え? 「殿中でござる」ってなにかって? 元ネタは『忠臣蔵』というお話の中の「刃傷松の廊下」っていう江戸時代に実際にあった事件だから、学校の図書館かインターネットで調べてみてね!
「ユメミ。きょうぼうなこのウサギにはせっとくなんて、ムリばく。ユメミがせっとくするばく」
「う、うう……。知らない人とお話するのは緊張するけれど、仕方ないっぽいね……」
わたしは、たおれている秀平くんを「だいじょうぶですか?」と言いながら助け起こすと、
「わたし、浮橋夢美といいます。愛花ちゃんのクラスメイトで、無二の親友です(作者より:微妙に誇張表現がふくまれています)」
と、名乗った。
でも、荒ぶるウサギ神のハクトちゃんと仲間だと思われているのか、秀平くんは微妙におびえた目でわたしを見ている。
「秀平くんは、どうして、愛花ちゃんからのメールに返事をしてあげないんですか? 電話も、ほとんどしてくれないって……。愛花ちゃん、とてもさびしがっていましたよ」
「あ、愛花……」
わたしが必死に愛花ちゃんのさびしさを訴えると、秀平くんは目をふせ、恋人の名をつぶやいた。

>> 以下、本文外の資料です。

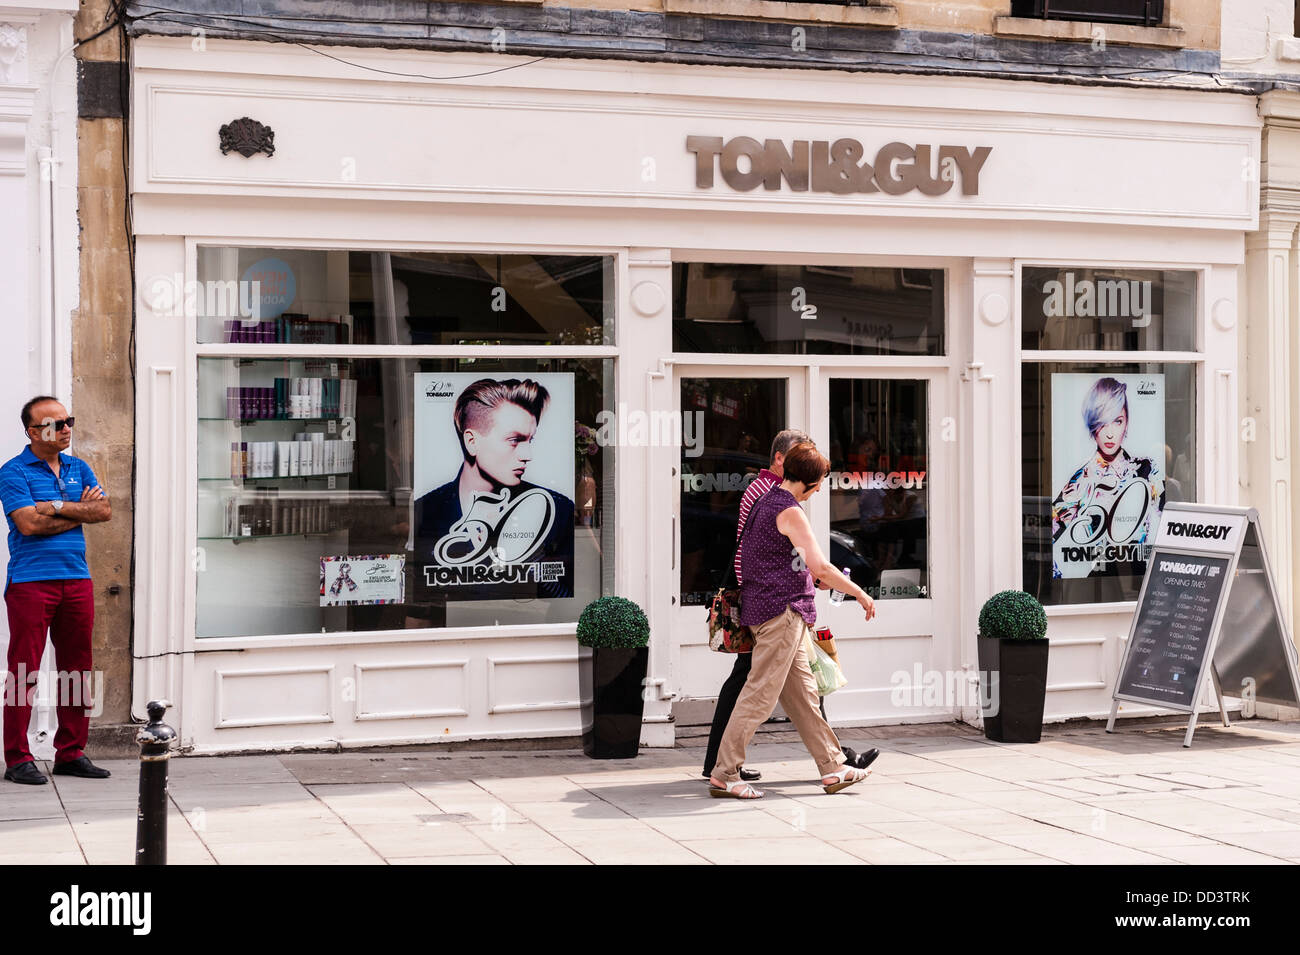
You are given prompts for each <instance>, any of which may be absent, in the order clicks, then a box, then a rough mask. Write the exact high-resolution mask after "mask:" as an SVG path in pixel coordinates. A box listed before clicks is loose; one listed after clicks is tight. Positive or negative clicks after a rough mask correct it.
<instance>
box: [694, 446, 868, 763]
mask: <svg viewBox="0 0 1300 955" xmlns="http://www.w3.org/2000/svg"><path fill="white" fill-rule="evenodd" d="M811 440H813V439H811V438H810V437H809V435H807V434H806V433H803V431H800V430H798V429H794V427H787V429H785V430H784V431H780V433H779V434H777V435H776V437H775V438H772V456H771V464H770V465H768V466H767V468H763V470H761V472H759V473H758V477H755V478H754V479H753V481H750V482H749V487H746V489H745V494H744V495H742V496H741V499H740V520H738V521H737V522H736V563H735V569H736V582H737V583H740V582H741V573H740V538H741V534H742V533H744V531H745V521H746V520H748V518H749V512H750V509H751V508H753V507H754V503H755V502H757V500H758V499H759V498H762V496H763V495H764V494H767V492H768V491H770V490H772V489H774V487H776V486H777V485H779V483H781V481H783V479H784V474H785V453H787V452H788V451H789V450H790V448H792V447H794V446H796V444H801V443H803V442H811ZM818 587H819V589H824V587H823V585H822V583H820V582H819V583H818ZM753 660H754V655H753V654H736V663H735V665H733V667H732V672H731V676H729V677H727V681H725V682H724V683H723V687H722V689H720V690H719V691H718V706H716V707H715V708H714V724H712V726H711V728H710V730H708V748H707V750H706V751H705V770H703V776H705V777H706V778H707V777H708V774H710V773H711V772H712V769H714V764H715V763H716V761H718V747H719V746H722V741H723V733H725V732H727V722H728V721H729V720H731V715H732V711H733V709H735V708H736V700H737V699H740V691H741V690H742V689H745V681H746V680H748V678H749V668H750V665H751V664H753ZM822 719H826V704H823V707H822ZM840 748H841V750H842V751H844V759H845V765H850V767H855V768H858V769H866V768H867V767H868V765H871V763H872V761H875V759H876V756H879V755H880V751H879V750H868V751H867V752H863V754H861V755H859V754H857V752H854V751H853V750H852V748H849V747H848V746H841V747H840ZM762 776H763V774H762V773H761V772H758V770H757V769H745V768H741V770H740V778H742V780H745V781H746V782H754V781H757V780H759V778H762Z"/></svg>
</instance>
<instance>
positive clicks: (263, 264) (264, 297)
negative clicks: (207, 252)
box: [240, 259, 298, 318]
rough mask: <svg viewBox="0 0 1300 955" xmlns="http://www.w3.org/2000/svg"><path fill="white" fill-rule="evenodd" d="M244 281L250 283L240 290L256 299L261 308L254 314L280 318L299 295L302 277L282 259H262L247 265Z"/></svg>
mask: <svg viewBox="0 0 1300 955" xmlns="http://www.w3.org/2000/svg"><path fill="white" fill-rule="evenodd" d="M243 282H244V283H246V285H244V287H243V288H242V290H240V294H242V295H240V298H242V299H243V300H244V301H251V303H256V305H255V307H256V308H257V314H256V316H251V317H256V318H276V317H278V316H279V314H281V313H282V312H285V311H286V309H287V308H289V307H290V305H291V304H292V303H294V299H295V298H296V296H298V279H296V278H295V277H294V270H292V268H291V266H290V265H289V262H286V261H285V260H282V259H259V260H257V261H256V262H253V264H252V265H250V266H248V268H247V269H244V274H243ZM253 283H256V285H253ZM244 290H247V291H244Z"/></svg>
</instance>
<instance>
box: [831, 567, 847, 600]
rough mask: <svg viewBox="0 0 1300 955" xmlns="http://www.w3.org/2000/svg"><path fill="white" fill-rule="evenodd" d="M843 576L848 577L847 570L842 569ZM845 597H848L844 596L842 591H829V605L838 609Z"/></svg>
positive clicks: (843, 594)
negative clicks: (830, 594) (830, 605)
mask: <svg viewBox="0 0 1300 955" xmlns="http://www.w3.org/2000/svg"><path fill="white" fill-rule="evenodd" d="M844 576H845V577H849V568H844ZM846 596H848V594H845V592H844V591H842V590H832V591H831V604H832V605H835V607H839V605H840V604H842V603H844V598H846Z"/></svg>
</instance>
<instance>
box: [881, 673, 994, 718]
mask: <svg viewBox="0 0 1300 955" xmlns="http://www.w3.org/2000/svg"><path fill="white" fill-rule="evenodd" d="M1000 674H1001V672H1000V670H961V669H958V670H926V669H922V667H920V664H919V663H918V664H915V665H914V667H913V668H911V672H909V670H894V672H893V673H891V674H889V685H891V686H892V687H893V689H892V690H891V691H889V704H891V706H893V707H898V708H907V707H911V708H918V709H919V708H927V709H937V708H945V709H953V708H957V707H974V708H978V709H979V711H980V712H982V713H983V715H984V716H985V719H987V717H991V716H997V713H998V709H1000V700H1001V693H1000V686H998V685H1000V683H1001V680H1000V678H998V677H1000Z"/></svg>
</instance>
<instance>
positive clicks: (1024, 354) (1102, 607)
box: [1013, 259, 1209, 617]
mask: <svg viewBox="0 0 1300 955" xmlns="http://www.w3.org/2000/svg"><path fill="white" fill-rule="evenodd" d="M1026 268H1030V269H1039V268H1043V269H1069V268H1080V269H1082V268H1106V269H1148V270H1165V272H1191V273H1195V274H1196V304H1195V307H1193V309H1192V322H1193V329H1192V342H1193V346H1195V351H1166V350H1161V351H1101V350H1041V348H1023V347H1022V340H1023V339H1022V333H1023V327H1024V317H1023V305H1024V301H1023V296H1022V295H1021V283H1022V275H1023V270H1024V269H1026ZM1013 270H1014V275H1013V283H1014V285H1013V288H1014V290H1015V304H1014V314H1015V343H1017V374H1015V383H1014V388H1015V408H1017V421H1015V429H1017V433H1018V434H1021V435H1022V438H1021V440H1022V442H1023V434H1024V425H1023V409H1024V387H1023V383H1024V374H1023V368H1024V365H1026V364H1066V365H1069V364H1118V365H1123V364H1143V363H1152V364H1154V363H1161V364H1182V365H1191V366H1192V368H1193V369H1195V373H1193V387H1195V395H1193V401H1195V408H1196V412H1195V414H1196V489H1197V491H1196V492H1197V495H1203V494H1205V492H1206V487H1205V479H1206V473H1205V470H1206V469H1205V444H1206V438H1208V435H1206V431H1208V427H1206V422H1208V417H1206V414H1208V411H1206V399H1205V392H1206V388H1208V382H1206V356H1205V320H1206V303H1205V299H1206V292H1205V290H1206V285H1208V281H1209V266H1206V265H1203V264H1201V265H1188V264H1186V262H1136V264H1135V262H1123V261H1115V260H1101V261H1088V260H1074V259H1069V260H1067V259H1053V260H1041V259H1017V260H1015V264H1014V269H1013ZM1049 439H1050V437H1049ZM1023 461H1024V448H1023V447H1021V453H1018V455H1015V461H1014V469H1015V491H1017V498H1018V500H1019V503H1018V505H1017V513H1019V515H1021V517H1022V521H1023V515H1024V503H1023V492H1024V464H1023ZM1022 526H1023V524H1022ZM1017 547H1018V550H1019V559H1018V560H1017V577H1018V579H1019V586H1021V587H1023V586H1024V579H1023V569H1024V535H1023V533H1018V534H1017ZM1043 607H1044V609H1045V611H1047V613H1048V616H1049V617H1052V616H1082V615H1089V613H1117V612H1132V611H1134V609H1136V607H1138V600H1136V599H1134V600H1115V602H1095V603H1071V604H1043Z"/></svg>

「オレ……。引っ越ししても、ケータイで連絡が取れるし、隣の県だからすぐに会いに行けるからだいじょうぶだって、愛花に言ったんだ」
うん。愛花ちゃんも、秀平くんにそう言われたって、言ってたね。
「でも……。愛花を安心させようと思ってそんな強がりを言ったけれど、本当はオレも不安だったんだよ。……だって、あいつ、すごく美人だろ? 転校したら、絶対に他の男がほうっておかないし、告白とかされるに決まってるじゃんか」
深刻な顔をしながら、のろける秀平くん。
まあ、でも、愛花ちゃんは本当に美人だからね。
「遠く離れたオレのことなんて忘れて、そばにいるクラスメイトと付き合いだすかも……とか、そのほうがあいつにとっても幸せかも……とかいろいろと考えちまって……」
「それで、もんもんと悩んで、なかなか連絡できなかったんですか?」
「あ、ああ……」
「そっか……。わたしにも、(妄想の恋愛の中で)遠距離恋愛をした経験があるから、よくわかります。でも、愛花ちゃんはいまでも秀平くんのことを強く強く想ってますよ。愛花ちゃんは、秀平くんからプレゼントされたネコのキーホルダーを肌身離さず持ち歩いているんですから」
「え……? ほ、本当かい? あんなの、遊園地で買った安物なのに……」
「安物でも、愛花ちゃんにとっては、大好きな彼氏との思い出がつまった大切な宝物なんです。愛花ちゃんと秀平くんの心は、いまだって、そのネコのキーホルダーで強くつながっているんだとわたしは信じています」
わたしが愛花ちゃんの気持ちを一生懸命に伝えると、秀平くんは声を震わせながら「愛花……。愛花に会いたい。愛花の声が聞きたい……」とつぶやいた。
「……でも、いまさら電話やメールでなんてあやまろう。ずっと疎遠になっていたから、どんどん連絡しづらくなってしまって、困っていたんだ」
「それなら、いまから直接会って、あやまればいい」
そう言ったのは、臨月天光さんだった。